Find the equation of the focal chord of the ellipse $3x^2 + 4y^2 = 48$ , whose length is 7.
I found that one of the foci of the ellipse is (2; 0). If I express the equation of the line L that is requested as L: y = mx + b, and replace the coordinates of the point (2; 0), I obtain b = -2m. With this we have L: y = m (x-2). I only need the slope m to solve the problem, but I don't know how to get it. Tried plugging into ellipse equation but got nowhere.
The equation of the ellipse in standard form is
$\dfrac{x^2}{16} + \dfrac{y^2}{12} = 1 $
i.e. $a^2 = 16 , b^2 = 12 $
So the eccentricity is $e = \sqrt{1 - \dfrac{12}{16}} = \dfrac{1}{2}$.
Hence the foci are at $(- a e, 0 )$ and $(a e, 0)$, i.e. at $(-2, 0)$ and $(2, 0)$.

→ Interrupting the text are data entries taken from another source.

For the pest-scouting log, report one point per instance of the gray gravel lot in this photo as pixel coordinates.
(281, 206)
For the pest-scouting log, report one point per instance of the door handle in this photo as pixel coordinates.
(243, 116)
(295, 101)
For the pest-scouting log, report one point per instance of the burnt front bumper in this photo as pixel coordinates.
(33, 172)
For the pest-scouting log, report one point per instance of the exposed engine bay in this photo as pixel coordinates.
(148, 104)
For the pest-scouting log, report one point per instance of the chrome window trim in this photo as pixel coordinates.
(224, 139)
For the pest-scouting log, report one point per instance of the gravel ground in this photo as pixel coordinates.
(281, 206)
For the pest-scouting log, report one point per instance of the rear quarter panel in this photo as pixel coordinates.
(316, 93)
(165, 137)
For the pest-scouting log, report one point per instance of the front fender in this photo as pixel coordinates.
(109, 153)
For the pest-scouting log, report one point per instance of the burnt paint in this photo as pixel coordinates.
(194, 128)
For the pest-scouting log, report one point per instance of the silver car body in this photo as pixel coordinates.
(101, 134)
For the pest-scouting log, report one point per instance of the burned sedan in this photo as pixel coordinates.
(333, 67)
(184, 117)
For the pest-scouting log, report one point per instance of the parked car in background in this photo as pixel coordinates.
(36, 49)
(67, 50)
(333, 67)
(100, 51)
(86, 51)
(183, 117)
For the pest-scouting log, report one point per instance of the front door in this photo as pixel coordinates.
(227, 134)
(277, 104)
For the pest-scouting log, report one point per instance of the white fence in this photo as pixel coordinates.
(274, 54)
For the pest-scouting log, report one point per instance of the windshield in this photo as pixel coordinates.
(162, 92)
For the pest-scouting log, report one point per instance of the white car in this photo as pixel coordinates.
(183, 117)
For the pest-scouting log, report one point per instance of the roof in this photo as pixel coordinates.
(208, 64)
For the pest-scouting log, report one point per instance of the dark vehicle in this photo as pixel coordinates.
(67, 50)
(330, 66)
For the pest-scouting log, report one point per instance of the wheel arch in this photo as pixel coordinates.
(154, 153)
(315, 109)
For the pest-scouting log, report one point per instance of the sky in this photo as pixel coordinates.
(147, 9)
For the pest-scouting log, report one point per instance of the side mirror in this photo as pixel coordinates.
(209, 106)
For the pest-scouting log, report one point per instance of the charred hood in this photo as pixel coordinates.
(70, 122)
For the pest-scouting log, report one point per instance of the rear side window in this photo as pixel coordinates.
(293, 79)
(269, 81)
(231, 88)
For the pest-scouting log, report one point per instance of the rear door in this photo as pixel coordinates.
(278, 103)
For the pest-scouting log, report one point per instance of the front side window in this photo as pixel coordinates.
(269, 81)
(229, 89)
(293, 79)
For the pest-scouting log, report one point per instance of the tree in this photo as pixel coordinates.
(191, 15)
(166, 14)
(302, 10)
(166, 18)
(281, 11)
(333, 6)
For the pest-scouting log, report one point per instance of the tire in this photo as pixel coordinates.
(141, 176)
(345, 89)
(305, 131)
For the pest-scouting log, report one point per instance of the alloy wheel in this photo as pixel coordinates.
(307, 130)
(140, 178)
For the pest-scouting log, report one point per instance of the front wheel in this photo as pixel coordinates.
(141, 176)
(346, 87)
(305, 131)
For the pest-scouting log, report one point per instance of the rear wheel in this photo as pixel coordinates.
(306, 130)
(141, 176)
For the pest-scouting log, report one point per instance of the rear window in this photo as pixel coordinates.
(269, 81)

Now pass a line making an angle $\theta $ with the positive $x$ axis, through the right focus, then its parameteric equation is
$ p(t) = (2, 0) + t (\cos \theta , \sin \theta)$
Place this point on the ellipse, then
$(2 + t \cos \theta)^2 / 16 + (t \sin \theta)^2/12 = 1$
Expanding we get a quadratic equation in $t$ as follows
$ a_2 t^2 + a_1 t + a_0 = 0 $
Where $a_2 = \dfrac{\cos^2 \theta}{16} + \dfrac{\sin^2 \theta } { 12 }, a_1 = \dfrac{1}{4} \cos \theta , a_0 = -\dfrac{3}{4} $
The discriminant is
$D= a_1^2 - 4 a_2 a_0 = \dfrac{1}{4}$
Thus the difference in the two solutions is
$\Delta t = \dfrac{\sqrt{\dfrac{1}{4}}}{ a_2 } = 7 $
Hence,
$\dfrac{1}{2} = \dfrac{7}{16} \cos^2 \theta +\dfrac{7}{12} \sin^2 \theta $
Using $\cos^2 \theta = \dfrac{1}{2}(1 + \cos 2 \theta) $, and $ \sin^2 \theta = \dfrac{1}{2} (1 - \cos 2 \theta )$, the above equation becomes,
$\dfrac{1}{2} = \dfrac{49}{96} - \dfrac{7}{96} \cos 2 \theta $
which has the solutions
$ \theta = \pm \dfrac{1}{2}\cos^{-1} \dfrac{1}{7} $
Now the equation of the focal chord is fully known.